Link

Running Bids App pipelines

In general, we will need to apply an image processing workflow to the raw data we’ve curated in BIDS. This workflow is essentially the same for any of the preps, including fmriprep, qsiprep and aslprep. In this section we show how to create an analysis dataset that contains the prep containers, the provenance of the prep runs, and the prep outputs.

Preparing the analysis dataset

We assume your BIDS data is curated and available either on your local file system or a remote datalad source.

You can download and run one or more of our “bootstrap” scripts that set up an working directory for the running of your pipeline. Set the BIDSAPP variable to the lowercase version of the pipeline you’d like to run.

The only argument for the boostrap script is the location of the BIDS input data. This can be any datalad-accepted clone source (e.g. ria+ssh://, ria+file://, https://) or a path to a local directory containing BIDS data. If a local path, it should be the directory that containse the sub- directories. here we bootstrap an fmriprep analysis:

$ BIDSAPP=fmriprep
$ BIDSINPUT=/path/to/my/BIDS
$ wget https://raw.githubusercontent.com/PennLINC/TheWay/cubic/cubic-bootstrap-${BIDSAPP}.sh
$ bash cubic-boostrap-${BIDSAPP}.sh ${BIDSINPUT}

This will create a fmriprep directory that contains numerous other directories needed to run fmriprep at scale. Most relevant for you is the fmriprep/analysis directory. This is a regular datalad dataset that contains the code, input data, and remote configuration needed to run the fmriprep jobs on the cluster.

$ cd fmriprep
$ ls
analysis	input_ria	output_ria
$ cd fmriprep/analysis
$ datalad siblings
.: here(+) [git]
.: input(-) [/Users/mcieslak/projects/tmp/fmriprep/input_ria/9d1/e46ef-27a2-400c-84da-7ea466afd3e7 (git)]
.: output-storage(+) [ora]
.: output(-) [/Users/mcieslak/projects/tmp/fmriprep/output_ria/9d1/e46ef-27a2-400c-84da-7ea466afd3e7 (git)]

We can see that in addition to the analysis dataset there are two remotes configured for pushing and pulling provenance and data from. These are required for performance on large datasets, but it’s not required for you to know exactly how this all works as an end user.

Editing the executable code

The bootstrapping script will also create some scripts in fmriprep/analysis/code that will be used to run your job. You will want to edit these to tailor the call to your prep in case there are any specific options for this particular run. In fmriprep/analysis/participant_job edit below the area labeled # EDIT HERE # to change arguments for the prep.

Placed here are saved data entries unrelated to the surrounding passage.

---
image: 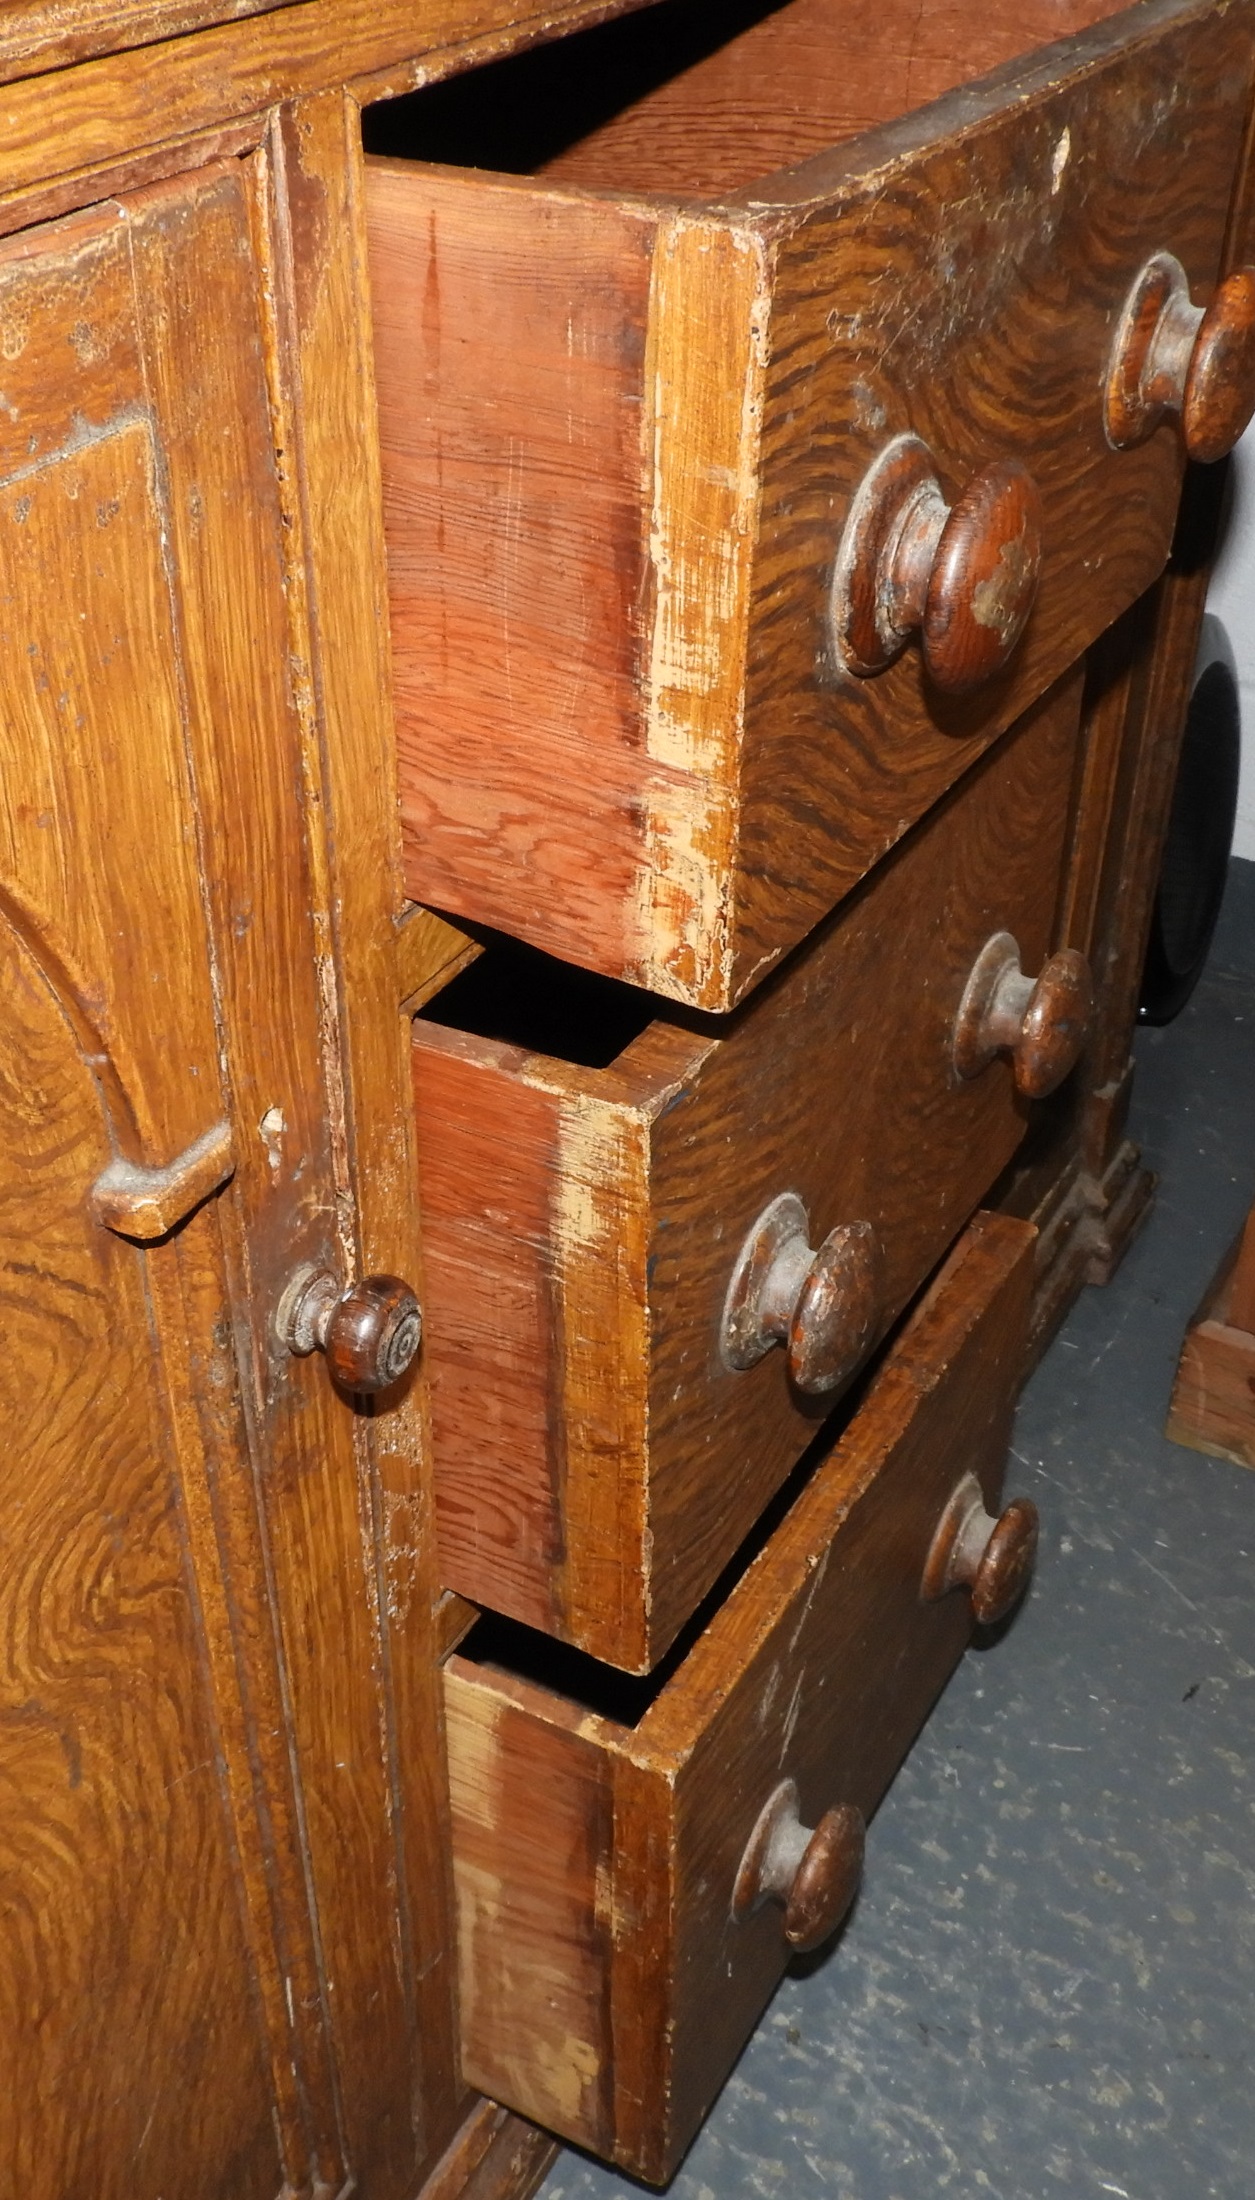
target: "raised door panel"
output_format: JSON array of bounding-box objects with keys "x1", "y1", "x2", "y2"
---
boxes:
[
  {"x1": 0, "y1": 910, "x2": 277, "y2": 2200},
  {"x1": 0, "y1": 144, "x2": 455, "y2": 2199}
]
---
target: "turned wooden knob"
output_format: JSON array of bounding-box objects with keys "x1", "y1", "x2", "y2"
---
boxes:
[
  {"x1": 953, "y1": 931, "x2": 1093, "y2": 1100},
  {"x1": 279, "y1": 1265, "x2": 422, "y2": 1393},
  {"x1": 922, "y1": 1471, "x2": 1039, "y2": 1625},
  {"x1": 732, "y1": 1779, "x2": 865, "y2": 1953},
  {"x1": 721, "y1": 1192, "x2": 882, "y2": 1396},
  {"x1": 1106, "y1": 253, "x2": 1255, "y2": 463},
  {"x1": 830, "y1": 432, "x2": 1042, "y2": 695}
]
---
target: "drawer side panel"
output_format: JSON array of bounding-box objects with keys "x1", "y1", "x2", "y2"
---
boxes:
[
  {"x1": 370, "y1": 163, "x2": 660, "y2": 980},
  {"x1": 444, "y1": 1669, "x2": 618, "y2": 2153},
  {"x1": 413, "y1": 1025, "x2": 652, "y2": 1661}
]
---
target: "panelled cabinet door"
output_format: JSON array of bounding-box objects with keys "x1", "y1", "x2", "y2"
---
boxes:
[
  {"x1": 0, "y1": 148, "x2": 447, "y2": 2200},
  {"x1": 0, "y1": 914, "x2": 279, "y2": 2199}
]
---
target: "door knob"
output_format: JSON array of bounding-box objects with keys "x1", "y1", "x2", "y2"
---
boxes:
[
  {"x1": 1105, "y1": 253, "x2": 1255, "y2": 464},
  {"x1": 830, "y1": 432, "x2": 1042, "y2": 695},
  {"x1": 921, "y1": 1471, "x2": 1039, "y2": 1625},
  {"x1": 279, "y1": 1265, "x2": 422, "y2": 1393},
  {"x1": 953, "y1": 931, "x2": 1093, "y2": 1100},
  {"x1": 732, "y1": 1779, "x2": 865, "y2": 1952},
  {"x1": 721, "y1": 1192, "x2": 882, "y2": 1396}
]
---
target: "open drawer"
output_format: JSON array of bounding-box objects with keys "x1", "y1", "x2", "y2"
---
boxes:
[
  {"x1": 413, "y1": 675, "x2": 1082, "y2": 1670},
  {"x1": 367, "y1": 0, "x2": 1255, "y2": 1008},
  {"x1": 444, "y1": 1210, "x2": 1037, "y2": 2182}
]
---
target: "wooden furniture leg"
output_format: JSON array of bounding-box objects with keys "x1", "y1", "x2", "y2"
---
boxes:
[{"x1": 995, "y1": 458, "x2": 1234, "y2": 1358}]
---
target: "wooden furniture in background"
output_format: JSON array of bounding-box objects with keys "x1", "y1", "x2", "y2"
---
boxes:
[{"x1": 1168, "y1": 1197, "x2": 1255, "y2": 1466}]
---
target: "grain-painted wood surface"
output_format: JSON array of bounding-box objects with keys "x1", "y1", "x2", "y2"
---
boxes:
[
  {"x1": 0, "y1": 891, "x2": 276, "y2": 2194},
  {"x1": 1165, "y1": 1203, "x2": 1255, "y2": 1468},
  {"x1": 413, "y1": 676, "x2": 1081, "y2": 1670},
  {"x1": 0, "y1": 165, "x2": 320, "y2": 2199},
  {"x1": 445, "y1": 1211, "x2": 1036, "y2": 2181},
  {"x1": 261, "y1": 92, "x2": 471, "y2": 2188},
  {"x1": 993, "y1": 90, "x2": 1255, "y2": 1347},
  {"x1": 0, "y1": 0, "x2": 299, "y2": 87},
  {"x1": 0, "y1": 0, "x2": 661, "y2": 213},
  {"x1": 0, "y1": 118, "x2": 461, "y2": 2198},
  {"x1": 373, "y1": 0, "x2": 1253, "y2": 1007}
]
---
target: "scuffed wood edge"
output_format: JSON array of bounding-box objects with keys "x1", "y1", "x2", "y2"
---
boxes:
[
  {"x1": 397, "y1": 903, "x2": 482, "y2": 1012},
  {"x1": 264, "y1": 88, "x2": 465, "y2": 2173},
  {"x1": 0, "y1": 0, "x2": 296, "y2": 90},
  {"x1": 1166, "y1": 1225, "x2": 1255, "y2": 1469},
  {"x1": 0, "y1": 0, "x2": 662, "y2": 210},
  {"x1": 722, "y1": 0, "x2": 1254, "y2": 225},
  {"x1": 413, "y1": 2095, "x2": 558, "y2": 2200},
  {"x1": 552, "y1": 1089, "x2": 653, "y2": 1668},
  {"x1": 638, "y1": 215, "x2": 769, "y2": 1009}
]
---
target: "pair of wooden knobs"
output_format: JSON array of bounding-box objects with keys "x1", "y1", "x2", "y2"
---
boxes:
[
  {"x1": 831, "y1": 253, "x2": 1255, "y2": 696},
  {"x1": 734, "y1": 1475, "x2": 1038, "y2": 1951},
  {"x1": 723, "y1": 933, "x2": 1092, "y2": 1397}
]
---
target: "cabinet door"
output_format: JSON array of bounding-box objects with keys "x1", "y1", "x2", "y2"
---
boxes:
[{"x1": 0, "y1": 149, "x2": 449, "y2": 2200}]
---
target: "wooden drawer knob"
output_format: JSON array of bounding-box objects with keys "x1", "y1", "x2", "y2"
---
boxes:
[
  {"x1": 1106, "y1": 253, "x2": 1255, "y2": 464},
  {"x1": 279, "y1": 1264, "x2": 422, "y2": 1392},
  {"x1": 922, "y1": 1471, "x2": 1039, "y2": 1626},
  {"x1": 953, "y1": 931, "x2": 1093, "y2": 1100},
  {"x1": 830, "y1": 432, "x2": 1042, "y2": 696},
  {"x1": 732, "y1": 1779, "x2": 865, "y2": 1953},
  {"x1": 721, "y1": 1192, "x2": 882, "y2": 1396}
]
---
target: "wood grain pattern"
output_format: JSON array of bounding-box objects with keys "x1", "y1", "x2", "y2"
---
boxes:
[
  {"x1": 414, "y1": 676, "x2": 1081, "y2": 1670},
  {"x1": 0, "y1": 908, "x2": 278, "y2": 2200},
  {"x1": 0, "y1": 0, "x2": 663, "y2": 213},
  {"x1": 376, "y1": 0, "x2": 1254, "y2": 1006},
  {"x1": 734, "y1": 0, "x2": 1253, "y2": 986},
  {"x1": 533, "y1": 0, "x2": 1132, "y2": 196},
  {"x1": 0, "y1": 129, "x2": 467, "y2": 2199},
  {"x1": 923, "y1": 18, "x2": 1255, "y2": 1354},
  {"x1": 262, "y1": 94, "x2": 468, "y2": 2188},
  {"x1": 445, "y1": 1210, "x2": 1036, "y2": 2181},
  {"x1": 0, "y1": 0, "x2": 299, "y2": 88},
  {"x1": 0, "y1": 167, "x2": 330, "y2": 2197},
  {"x1": 416, "y1": 2098, "x2": 559, "y2": 2200}
]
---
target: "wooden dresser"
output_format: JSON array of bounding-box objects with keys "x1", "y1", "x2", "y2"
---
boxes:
[{"x1": 1, "y1": 1, "x2": 1252, "y2": 2195}]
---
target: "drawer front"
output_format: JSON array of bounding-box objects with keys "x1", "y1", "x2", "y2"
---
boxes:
[
  {"x1": 414, "y1": 675, "x2": 1081, "y2": 1670},
  {"x1": 370, "y1": 0, "x2": 1252, "y2": 1009},
  {"x1": 444, "y1": 1212, "x2": 1036, "y2": 2182}
]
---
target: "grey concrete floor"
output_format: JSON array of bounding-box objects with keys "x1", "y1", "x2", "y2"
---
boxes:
[{"x1": 540, "y1": 858, "x2": 1255, "y2": 2200}]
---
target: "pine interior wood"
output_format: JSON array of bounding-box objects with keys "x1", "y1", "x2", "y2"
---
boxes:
[
  {"x1": 530, "y1": 0, "x2": 1136, "y2": 196},
  {"x1": 369, "y1": 0, "x2": 1254, "y2": 1008},
  {"x1": 413, "y1": 675, "x2": 1082, "y2": 1671},
  {"x1": 444, "y1": 1211, "x2": 1036, "y2": 2182}
]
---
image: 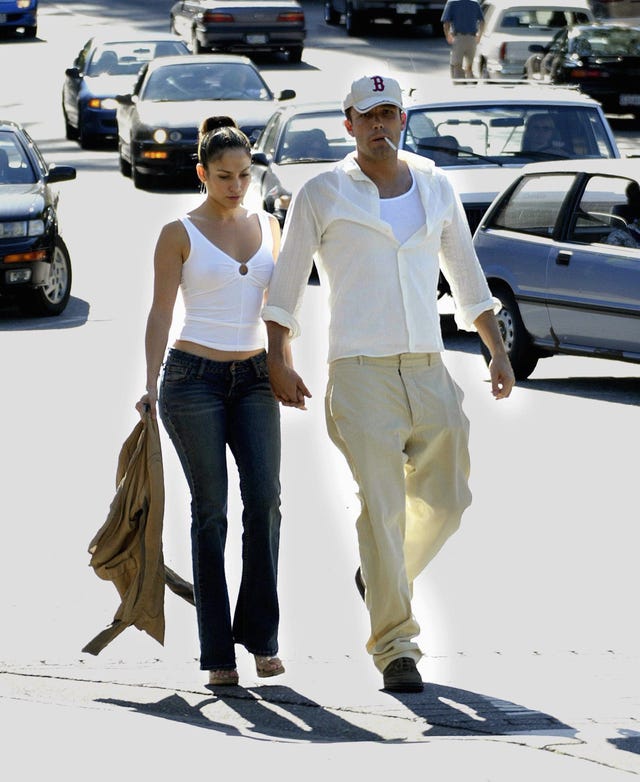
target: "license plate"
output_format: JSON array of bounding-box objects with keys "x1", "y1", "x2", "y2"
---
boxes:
[
  {"x1": 620, "y1": 94, "x2": 640, "y2": 106},
  {"x1": 246, "y1": 34, "x2": 267, "y2": 44},
  {"x1": 396, "y1": 3, "x2": 417, "y2": 12}
]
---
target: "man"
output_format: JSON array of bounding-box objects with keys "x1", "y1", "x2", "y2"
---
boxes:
[
  {"x1": 441, "y1": 0, "x2": 485, "y2": 79},
  {"x1": 263, "y1": 75, "x2": 514, "y2": 693},
  {"x1": 521, "y1": 113, "x2": 567, "y2": 156}
]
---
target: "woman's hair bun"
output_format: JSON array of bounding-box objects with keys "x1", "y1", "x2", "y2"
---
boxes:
[{"x1": 199, "y1": 116, "x2": 239, "y2": 136}]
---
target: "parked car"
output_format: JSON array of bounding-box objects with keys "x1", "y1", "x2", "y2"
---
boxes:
[
  {"x1": 249, "y1": 102, "x2": 355, "y2": 225},
  {"x1": 401, "y1": 83, "x2": 620, "y2": 236},
  {"x1": 116, "y1": 55, "x2": 295, "y2": 189},
  {"x1": 323, "y1": 0, "x2": 445, "y2": 36},
  {"x1": 474, "y1": 158, "x2": 640, "y2": 378},
  {"x1": 475, "y1": 0, "x2": 594, "y2": 79},
  {"x1": 62, "y1": 32, "x2": 189, "y2": 148},
  {"x1": 525, "y1": 23, "x2": 640, "y2": 119},
  {"x1": 169, "y1": 0, "x2": 305, "y2": 61},
  {"x1": 0, "y1": 0, "x2": 37, "y2": 38},
  {"x1": 0, "y1": 120, "x2": 76, "y2": 316}
]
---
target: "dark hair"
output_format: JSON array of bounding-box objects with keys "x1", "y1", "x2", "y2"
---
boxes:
[{"x1": 198, "y1": 116, "x2": 251, "y2": 167}]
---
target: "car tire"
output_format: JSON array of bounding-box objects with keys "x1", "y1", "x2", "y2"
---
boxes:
[
  {"x1": 345, "y1": 4, "x2": 363, "y2": 36},
  {"x1": 191, "y1": 28, "x2": 205, "y2": 54},
  {"x1": 324, "y1": 1, "x2": 340, "y2": 24},
  {"x1": 78, "y1": 118, "x2": 95, "y2": 150},
  {"x1": 24, "y1": 26, "x2": 37, "y2": 39},
  {"x1": 118, "y1": 142, "x2": 132, "y2": 177},
  {"x1": 481, "y1": 286, "x2": 539, "y2": 380},
  {"x1": 132, "y1": 165, "x2": 153, "y2": 190},
  {"x1": 63, "y1": 106, "x2": 78, "y2": 141},
  {"x1": 288, "y1": 46, "x2": 303, "y2": 63},
  {"x1": 20, "y1": 237, "x2": 72, "y2": 317}
]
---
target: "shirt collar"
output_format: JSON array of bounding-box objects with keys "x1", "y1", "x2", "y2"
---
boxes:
[{"x1": 341, "y1": 149, "x2": 436, "y2": 182}]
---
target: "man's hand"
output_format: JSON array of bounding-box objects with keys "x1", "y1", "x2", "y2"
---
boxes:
[
  {"x1": 488, "y1": 353, "x2": 515, "y2": 399},
  {"x1": 267, "y1": 356, "x2": 311, "y2": 409}
]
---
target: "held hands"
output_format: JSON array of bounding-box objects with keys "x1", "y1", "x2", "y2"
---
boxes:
[{"x1": 267, "y1": 356, "x2": 312, "y2": 410}]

Once satisfied with the parameters for your pipeline run, launch the jobs with

$ bash fmriprep/analysis/code/submit_sge_jobs.sh

This will create one job per subject, which will generate a lot of text printed in the terminal. Note: if you have other jobs running and want to cancel all the jobs you launched, you might unintentionally kill non-pipeline jobs if you delete all your jobs.

After the pipeline runs

At the end of your pipeline runs, each subject/job will exist as a branch in one of the special remotes set up by the bootstrap script. These will need to be merged into a single branch to create a complete results dataset.

A script to do this was created during the bootstrapping, to run the merge:

$ bash fmriprep/analysis/code/merge_outputs.sh

To view all the results files together (not recommended) you can

$ cd fmriprep/analysis
$ datalad get -r .

Saving results

Consider sending your outputs to an RIA store on pmacs so they will be safe and backed up.